If p(x) is a polynomial of odd degree, show that the equation p(x)=0 has at least one solution. how would I do this?

2 Answers
Feb 20, 2018

Odd degree functions come in two cases, both depending on their highest degree terms.

When #y = +ax^b#

We know that #b# is odd and #a# is positive. Thus, #lim_(x-> -oo) = -oo# because a negative value of #x# paired with an odd exponent will give a negative number. Meanwhile, #lim_(x-> oo) = oo#, because a positive value of #x# paired with an odd exponent will still give a positive number. Thus in this case, the function must cross the x-axis at least once, or else the limits as #x-> +- oo# would be on the same side (either positive or negative infinity). We also note that polynomials are continuous for all #x#.

When #y= -ax^b#

Everything is reversed from example one. The limit as #x ->-oo = oo# because the negative cancels the positive in example #1#. On the same vein, we see that limit as #x-> oo = -oo#. Therefore, as above, the function must cross the x-axis at least once otherwise the limits couldn't have #+oo# on one side and #-oo# on the other.

Hopefully this helps!

Feb 20, 2018

Doesn't quite fit in a sentence, check below.

Explanation:

Since polynomial functions are continuous everywhere, it would be enough to find two points "at" which the polynomial has a different sign (one at which it's positive, one at which it's negative, and let's call them #a# and #b# with #a < b#), then we can use Bolzano's theorem to show that there will be a point #c in (a,b)# such that the polynomial at #c# is #0#, or #c# is a root.

Our polynomial of odd degree has the general form

#p(x)=a_k x^k+a_(k-1)x^(k-1)+...+a_1x+a_0#

where #k# is an odd natural number and #a_k != 0#.

Let's take the limits at positive and negative infinity of #p(x)#, and without any loss of generality* we will assume that #a_k > 0#.

#lim_(x to +infty) p(x) = lim_(x to +infty) a_k x^k = a_k lim_(x to +infty) x^k =+infty#

#lim_(x to -infty) p(x) = lim_(x to -infty) a_k x^k = a_k lim_(x to -infty) x^k= -infty#

The second line is explained because #k# is odd, any negative raised to an odd power remains negative.

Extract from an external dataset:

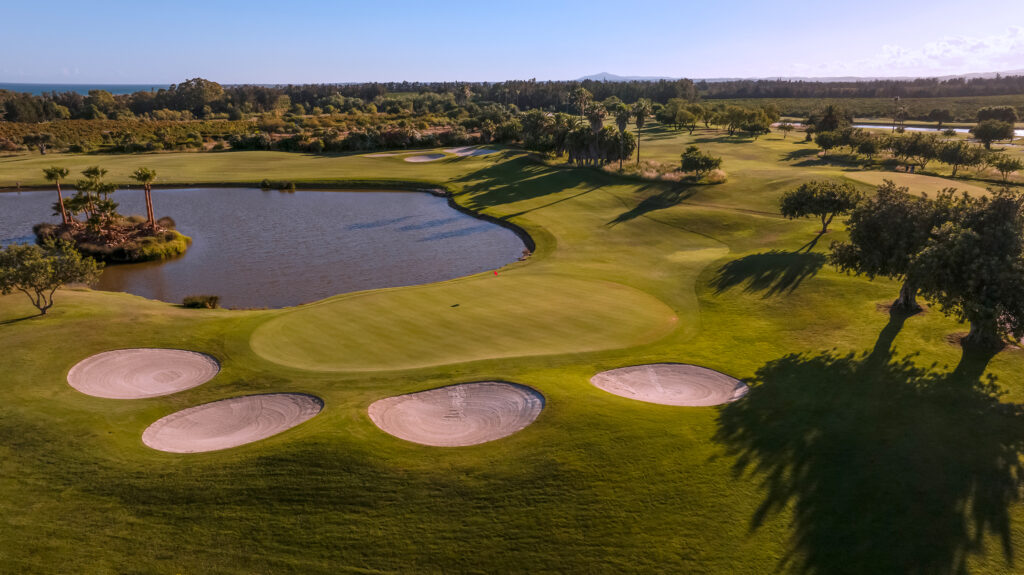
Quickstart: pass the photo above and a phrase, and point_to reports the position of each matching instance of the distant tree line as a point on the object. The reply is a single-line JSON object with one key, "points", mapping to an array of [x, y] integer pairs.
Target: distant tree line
{"points": [[919, 88]]}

From the above limits we can see that there will be a value for #x#, let's call it #a#, sufficiently large and negative so that #p(a)<0# and there will be a value for #x#, we'll call it #b#, sufficiently large and positive so that #p(b)>0#. Therefore there exist a #c in (a,b)# such that #p(c)=0# and there's our root.

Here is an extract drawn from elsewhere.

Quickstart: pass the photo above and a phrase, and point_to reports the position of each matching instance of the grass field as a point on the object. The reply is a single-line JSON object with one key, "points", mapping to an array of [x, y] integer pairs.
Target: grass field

*Now if you were to consider the case where #a_k<0#, we'd just see that the limit at #+infty# becomes #-infty# and the limit at #-infty# becomes #+infty#. We'd just have to switch places for our #a# and #b# and we'd still be fine. Here when using Bolzano's theorem, if #a < b#, it doesn't matter if #p(a) < 0 < p(b)# or #p(b) < 0 < p(a)#.